La femelle Basilic siffla quelque chose dans son propre langage et cracha sur lui, une fois, à bout portant. Cette fois, le venin atteignit l’œil.
— Sale garce !
Libérant son bras d’un geste sec, Jack leva sa lame au-dessus de la tête des deux combattants, et l’abaissa d’un mouvement qui n’eût pas laissé la moindre chance à la bête si celle-ci n’avait esquivé le coup d’un mouvement ondulatoire impossible à réaliser pour des humains.
Vibrant autour de leurs corps telles des ondes de chaleur, la lueur prit une couleur or qui s’intensifia jusqu’à atteindre sa clarté maximum. Là, un phénomène étrange dût se produire, car on entendit un cri indéfinissable, un hurlement, un sifflement de vapeur qui s’échappe. Retrouvant pleinement sa condition de reptile, la Basilic se ramassa sur elle-même, pour se détendre brusquement et planter ses crocs dans le cou de Jack au moment même où celui-ci se redressait pour plonger d’une main vicieuse la lame de son couteau dans le ventre, plus tendre et vulnérable, de l’animal.

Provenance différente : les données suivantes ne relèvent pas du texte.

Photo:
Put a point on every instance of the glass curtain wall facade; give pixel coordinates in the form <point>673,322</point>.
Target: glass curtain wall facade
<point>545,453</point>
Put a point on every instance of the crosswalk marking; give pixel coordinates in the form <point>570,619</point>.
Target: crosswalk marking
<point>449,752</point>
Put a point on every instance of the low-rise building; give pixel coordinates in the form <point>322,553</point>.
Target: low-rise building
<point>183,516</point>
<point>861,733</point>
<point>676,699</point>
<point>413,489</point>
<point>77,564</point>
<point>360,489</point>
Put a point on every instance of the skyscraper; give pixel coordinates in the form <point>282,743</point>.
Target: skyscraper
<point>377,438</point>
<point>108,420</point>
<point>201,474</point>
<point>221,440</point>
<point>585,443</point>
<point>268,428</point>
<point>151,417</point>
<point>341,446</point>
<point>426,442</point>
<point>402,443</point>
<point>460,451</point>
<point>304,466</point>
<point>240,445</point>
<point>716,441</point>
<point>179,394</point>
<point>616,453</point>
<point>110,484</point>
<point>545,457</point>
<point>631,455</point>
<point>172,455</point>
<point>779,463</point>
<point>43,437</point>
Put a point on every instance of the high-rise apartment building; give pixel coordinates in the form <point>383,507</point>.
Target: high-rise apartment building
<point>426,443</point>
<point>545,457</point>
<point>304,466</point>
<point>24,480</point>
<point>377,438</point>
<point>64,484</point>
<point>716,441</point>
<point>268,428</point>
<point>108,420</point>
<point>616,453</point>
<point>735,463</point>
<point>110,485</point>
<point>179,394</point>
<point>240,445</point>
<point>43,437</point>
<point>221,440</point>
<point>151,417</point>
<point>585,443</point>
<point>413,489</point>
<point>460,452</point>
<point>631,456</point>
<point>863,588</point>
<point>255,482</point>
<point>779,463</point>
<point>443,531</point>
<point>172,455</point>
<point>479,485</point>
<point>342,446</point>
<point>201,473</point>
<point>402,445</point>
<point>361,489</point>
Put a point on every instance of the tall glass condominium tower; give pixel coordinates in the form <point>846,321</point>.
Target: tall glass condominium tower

Il y eut un bruit de baudruche qui se dégonfle. Le rougeoiement s’accentua un bref instant, avant de s’atténuer et de s’évanouir tout à fait.
Les deux corps gisaient étendus sur le trottoir, membres emmêlés, baignant dans une mare de sang, sinistre écrin à cet enchevêtrement mi-humain mi-animal d’où dépassait une queue à écailles.
A quelques pâtés de maisons de là, dans la bibliothèque Stutzner-Friesman, une petite boîte de plastique doublée de plomb laissa échapper ce qui ne pouvait être décrit que comme un rot satisfait.
Un bon début. Mais un début seulement.


— Eh bien, c’était rapide.
Wren leva les yeux de sa lecture, s’attendant à voir revenir Sergueï avec leur repas. Au lieu de cela…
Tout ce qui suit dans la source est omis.